Plasma electrons as tracers of distant magnetotail structure: ISEE-3

Abstract

Electrons in the 50–500 eV energy range commonly exhibit strong, field-aligned bidirectional anisotropies in the distant (r > 100 R E) geomagnetic tail lobes and are found to occur predominantly in the lobe directly connected to the sun along the interplanetary magnetic field in the open magnetosphere model (north lobe for away interplanetary sectors and south lobe for toward sectors). Data show the transition from unidirectional (sheath) electron populations to bidirectional (lobe) populations at the distant magnetopause.
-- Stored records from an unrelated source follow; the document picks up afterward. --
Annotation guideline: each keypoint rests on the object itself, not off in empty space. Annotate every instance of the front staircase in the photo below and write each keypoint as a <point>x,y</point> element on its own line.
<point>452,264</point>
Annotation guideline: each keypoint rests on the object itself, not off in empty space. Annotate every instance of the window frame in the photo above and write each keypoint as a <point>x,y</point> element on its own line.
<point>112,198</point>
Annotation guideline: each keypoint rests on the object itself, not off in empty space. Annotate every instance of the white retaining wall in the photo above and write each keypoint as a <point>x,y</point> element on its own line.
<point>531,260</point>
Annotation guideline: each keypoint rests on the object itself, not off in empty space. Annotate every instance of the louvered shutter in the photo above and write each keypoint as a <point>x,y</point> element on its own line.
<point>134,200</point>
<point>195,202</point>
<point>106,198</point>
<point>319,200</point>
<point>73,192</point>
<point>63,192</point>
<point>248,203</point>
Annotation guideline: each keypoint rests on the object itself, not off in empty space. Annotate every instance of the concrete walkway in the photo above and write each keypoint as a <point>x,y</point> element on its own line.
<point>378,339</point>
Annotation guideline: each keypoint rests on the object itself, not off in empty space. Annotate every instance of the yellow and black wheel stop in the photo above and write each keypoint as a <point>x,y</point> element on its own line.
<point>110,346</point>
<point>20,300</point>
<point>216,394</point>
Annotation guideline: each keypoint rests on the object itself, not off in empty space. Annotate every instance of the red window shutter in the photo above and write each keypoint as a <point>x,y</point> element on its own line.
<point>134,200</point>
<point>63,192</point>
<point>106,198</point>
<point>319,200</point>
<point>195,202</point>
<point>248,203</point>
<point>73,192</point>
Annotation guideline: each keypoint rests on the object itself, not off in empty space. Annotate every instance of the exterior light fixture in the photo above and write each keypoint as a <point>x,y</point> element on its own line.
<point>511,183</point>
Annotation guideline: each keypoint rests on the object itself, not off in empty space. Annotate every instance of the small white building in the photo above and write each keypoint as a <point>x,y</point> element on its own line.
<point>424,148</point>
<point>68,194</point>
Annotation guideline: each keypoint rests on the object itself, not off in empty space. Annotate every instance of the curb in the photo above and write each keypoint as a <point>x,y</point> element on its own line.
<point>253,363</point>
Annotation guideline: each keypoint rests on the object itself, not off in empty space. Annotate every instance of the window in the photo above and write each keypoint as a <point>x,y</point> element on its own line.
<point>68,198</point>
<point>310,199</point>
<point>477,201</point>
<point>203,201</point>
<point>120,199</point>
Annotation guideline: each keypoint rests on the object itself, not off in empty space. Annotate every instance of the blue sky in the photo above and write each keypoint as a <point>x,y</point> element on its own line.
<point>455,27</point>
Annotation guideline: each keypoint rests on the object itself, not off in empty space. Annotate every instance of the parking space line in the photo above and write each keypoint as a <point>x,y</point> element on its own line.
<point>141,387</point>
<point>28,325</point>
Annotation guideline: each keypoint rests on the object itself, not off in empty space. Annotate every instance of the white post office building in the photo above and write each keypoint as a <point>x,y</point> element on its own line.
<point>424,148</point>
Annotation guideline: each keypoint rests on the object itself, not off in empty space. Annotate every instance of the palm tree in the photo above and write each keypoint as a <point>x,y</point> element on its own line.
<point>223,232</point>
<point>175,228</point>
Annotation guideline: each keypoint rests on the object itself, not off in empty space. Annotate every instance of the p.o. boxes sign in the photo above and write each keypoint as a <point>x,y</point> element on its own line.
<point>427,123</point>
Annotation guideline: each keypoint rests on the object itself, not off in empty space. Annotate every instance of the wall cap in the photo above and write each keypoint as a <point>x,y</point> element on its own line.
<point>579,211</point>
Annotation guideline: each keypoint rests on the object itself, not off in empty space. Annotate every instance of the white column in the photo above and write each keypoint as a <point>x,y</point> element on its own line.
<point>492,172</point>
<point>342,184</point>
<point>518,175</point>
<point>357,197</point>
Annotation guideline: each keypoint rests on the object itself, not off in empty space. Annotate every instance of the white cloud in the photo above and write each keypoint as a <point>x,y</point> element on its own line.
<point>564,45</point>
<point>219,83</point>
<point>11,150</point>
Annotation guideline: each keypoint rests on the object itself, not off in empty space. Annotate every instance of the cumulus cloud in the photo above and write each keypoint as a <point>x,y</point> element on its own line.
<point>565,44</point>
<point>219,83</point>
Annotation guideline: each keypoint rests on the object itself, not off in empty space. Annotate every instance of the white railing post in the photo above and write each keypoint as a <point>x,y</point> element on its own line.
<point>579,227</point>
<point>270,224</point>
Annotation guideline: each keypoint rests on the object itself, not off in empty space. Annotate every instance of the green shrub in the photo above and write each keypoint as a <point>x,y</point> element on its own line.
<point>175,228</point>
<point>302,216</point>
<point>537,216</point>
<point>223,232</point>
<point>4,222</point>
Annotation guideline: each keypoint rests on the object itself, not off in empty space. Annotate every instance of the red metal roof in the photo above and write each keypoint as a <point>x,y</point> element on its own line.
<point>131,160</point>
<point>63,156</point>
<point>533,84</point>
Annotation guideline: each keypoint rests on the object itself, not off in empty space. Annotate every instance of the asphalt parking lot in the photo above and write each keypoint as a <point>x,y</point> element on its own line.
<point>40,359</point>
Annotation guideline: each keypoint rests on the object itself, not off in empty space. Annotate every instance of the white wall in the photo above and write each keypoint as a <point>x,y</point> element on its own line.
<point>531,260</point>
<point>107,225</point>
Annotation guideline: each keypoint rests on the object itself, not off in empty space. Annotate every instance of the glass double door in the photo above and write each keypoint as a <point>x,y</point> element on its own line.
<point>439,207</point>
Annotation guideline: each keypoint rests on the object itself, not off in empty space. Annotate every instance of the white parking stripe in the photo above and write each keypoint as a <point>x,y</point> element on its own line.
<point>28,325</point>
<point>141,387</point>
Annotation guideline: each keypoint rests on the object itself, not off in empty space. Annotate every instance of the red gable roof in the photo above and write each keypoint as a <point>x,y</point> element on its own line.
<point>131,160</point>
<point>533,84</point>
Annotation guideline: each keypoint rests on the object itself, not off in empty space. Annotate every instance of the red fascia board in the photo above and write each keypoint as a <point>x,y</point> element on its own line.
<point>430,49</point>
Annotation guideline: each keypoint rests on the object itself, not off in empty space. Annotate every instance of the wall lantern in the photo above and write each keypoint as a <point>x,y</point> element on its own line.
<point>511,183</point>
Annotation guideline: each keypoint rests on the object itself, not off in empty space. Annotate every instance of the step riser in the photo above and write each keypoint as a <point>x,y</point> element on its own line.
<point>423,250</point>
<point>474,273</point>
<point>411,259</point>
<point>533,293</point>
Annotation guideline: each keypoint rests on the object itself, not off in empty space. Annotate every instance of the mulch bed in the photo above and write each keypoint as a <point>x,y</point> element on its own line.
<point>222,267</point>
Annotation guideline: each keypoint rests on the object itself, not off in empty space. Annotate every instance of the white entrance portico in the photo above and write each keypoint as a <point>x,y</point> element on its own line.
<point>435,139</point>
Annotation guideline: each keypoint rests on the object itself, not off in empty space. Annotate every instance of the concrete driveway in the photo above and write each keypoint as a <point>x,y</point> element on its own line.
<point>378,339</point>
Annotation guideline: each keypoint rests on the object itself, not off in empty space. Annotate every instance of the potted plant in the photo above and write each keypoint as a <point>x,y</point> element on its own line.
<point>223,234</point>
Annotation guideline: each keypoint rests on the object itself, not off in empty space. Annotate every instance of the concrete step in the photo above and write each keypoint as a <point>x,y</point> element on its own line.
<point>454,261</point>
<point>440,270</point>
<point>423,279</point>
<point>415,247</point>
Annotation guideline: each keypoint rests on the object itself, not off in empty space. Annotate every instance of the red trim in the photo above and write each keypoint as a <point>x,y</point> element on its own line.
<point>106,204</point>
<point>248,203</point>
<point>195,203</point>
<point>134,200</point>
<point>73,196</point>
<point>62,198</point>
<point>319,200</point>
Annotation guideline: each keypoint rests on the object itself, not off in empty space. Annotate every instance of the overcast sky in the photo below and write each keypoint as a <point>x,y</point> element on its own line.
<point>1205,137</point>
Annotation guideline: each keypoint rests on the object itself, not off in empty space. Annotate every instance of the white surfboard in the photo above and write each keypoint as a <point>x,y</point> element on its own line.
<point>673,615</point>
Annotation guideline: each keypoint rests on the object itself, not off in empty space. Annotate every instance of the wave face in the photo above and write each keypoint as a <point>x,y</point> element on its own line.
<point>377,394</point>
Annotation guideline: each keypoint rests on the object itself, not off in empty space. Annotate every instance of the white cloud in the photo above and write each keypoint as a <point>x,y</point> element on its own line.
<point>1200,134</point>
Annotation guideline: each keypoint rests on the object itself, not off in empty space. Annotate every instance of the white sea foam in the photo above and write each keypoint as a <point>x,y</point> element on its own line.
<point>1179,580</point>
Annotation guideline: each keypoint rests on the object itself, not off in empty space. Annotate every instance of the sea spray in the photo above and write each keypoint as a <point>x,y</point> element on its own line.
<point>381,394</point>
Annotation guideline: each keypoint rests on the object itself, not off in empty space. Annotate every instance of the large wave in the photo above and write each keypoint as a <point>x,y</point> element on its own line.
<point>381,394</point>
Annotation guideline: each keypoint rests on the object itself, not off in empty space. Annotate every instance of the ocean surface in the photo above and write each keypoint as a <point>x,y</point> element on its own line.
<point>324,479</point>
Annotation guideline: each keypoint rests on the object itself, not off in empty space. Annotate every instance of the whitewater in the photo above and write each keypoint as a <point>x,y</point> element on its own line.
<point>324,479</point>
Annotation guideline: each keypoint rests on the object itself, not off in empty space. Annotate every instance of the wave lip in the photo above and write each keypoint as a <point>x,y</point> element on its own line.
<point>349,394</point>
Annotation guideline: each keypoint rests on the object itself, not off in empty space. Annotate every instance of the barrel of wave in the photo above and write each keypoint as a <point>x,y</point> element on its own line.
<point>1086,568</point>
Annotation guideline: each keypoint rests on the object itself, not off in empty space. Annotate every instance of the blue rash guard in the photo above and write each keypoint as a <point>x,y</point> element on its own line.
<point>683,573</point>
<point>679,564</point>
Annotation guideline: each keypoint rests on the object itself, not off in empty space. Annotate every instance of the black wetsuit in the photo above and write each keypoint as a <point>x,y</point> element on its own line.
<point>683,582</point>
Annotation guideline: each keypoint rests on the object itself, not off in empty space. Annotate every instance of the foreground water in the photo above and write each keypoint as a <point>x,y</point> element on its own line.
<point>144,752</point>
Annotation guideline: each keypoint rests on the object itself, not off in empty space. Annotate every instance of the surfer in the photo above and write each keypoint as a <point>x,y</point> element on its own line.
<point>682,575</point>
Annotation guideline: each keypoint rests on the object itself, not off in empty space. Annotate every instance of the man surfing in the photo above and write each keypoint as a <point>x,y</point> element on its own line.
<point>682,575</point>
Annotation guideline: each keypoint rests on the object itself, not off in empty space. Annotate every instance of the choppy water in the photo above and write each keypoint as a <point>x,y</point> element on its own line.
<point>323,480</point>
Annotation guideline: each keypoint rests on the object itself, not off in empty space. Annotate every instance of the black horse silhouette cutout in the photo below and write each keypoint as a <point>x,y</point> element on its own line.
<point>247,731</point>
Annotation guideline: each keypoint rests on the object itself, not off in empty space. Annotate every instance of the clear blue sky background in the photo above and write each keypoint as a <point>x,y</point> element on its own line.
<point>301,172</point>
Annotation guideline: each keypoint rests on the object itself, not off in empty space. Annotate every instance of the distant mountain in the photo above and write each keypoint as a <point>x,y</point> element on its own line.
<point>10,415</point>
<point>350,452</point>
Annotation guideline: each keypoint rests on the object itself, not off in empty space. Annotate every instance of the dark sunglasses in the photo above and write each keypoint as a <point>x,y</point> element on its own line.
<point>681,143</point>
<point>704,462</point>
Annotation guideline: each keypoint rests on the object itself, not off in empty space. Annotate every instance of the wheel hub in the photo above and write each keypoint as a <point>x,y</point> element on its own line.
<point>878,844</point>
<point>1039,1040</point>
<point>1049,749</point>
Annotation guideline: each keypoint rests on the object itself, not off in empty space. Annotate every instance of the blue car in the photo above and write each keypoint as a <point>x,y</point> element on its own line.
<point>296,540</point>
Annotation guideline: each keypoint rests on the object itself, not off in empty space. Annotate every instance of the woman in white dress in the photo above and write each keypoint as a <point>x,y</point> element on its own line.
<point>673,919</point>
This demonstrates the open nature of the distant magnetotail and shows that the source of the higher-energy, bidirectional lobe electrons is the tailward-directed electron heat flux population in the magnetosheath. The field-aligned lobe electron phase space densities above ∼ 200 eV at ISEE-3 agree well with DMSP-measured polar rain phase space densities near the polar cap and the spectral slopes above 200 eV also are similar. Below 100–200 eV there is a thermal electron population in the distant tail, arising from local entry of plasma through the distant magnetopause, which is not present at DMSP altitudes. These data show that the suprathermal tail lobe electrons are essentially a test particle population which can move freely along field lines to form polar rain; in contrast, the thermal electrons are bound to the tailward-flowing lobe ion population far down the tail and thus cannot reach the polar cap regions.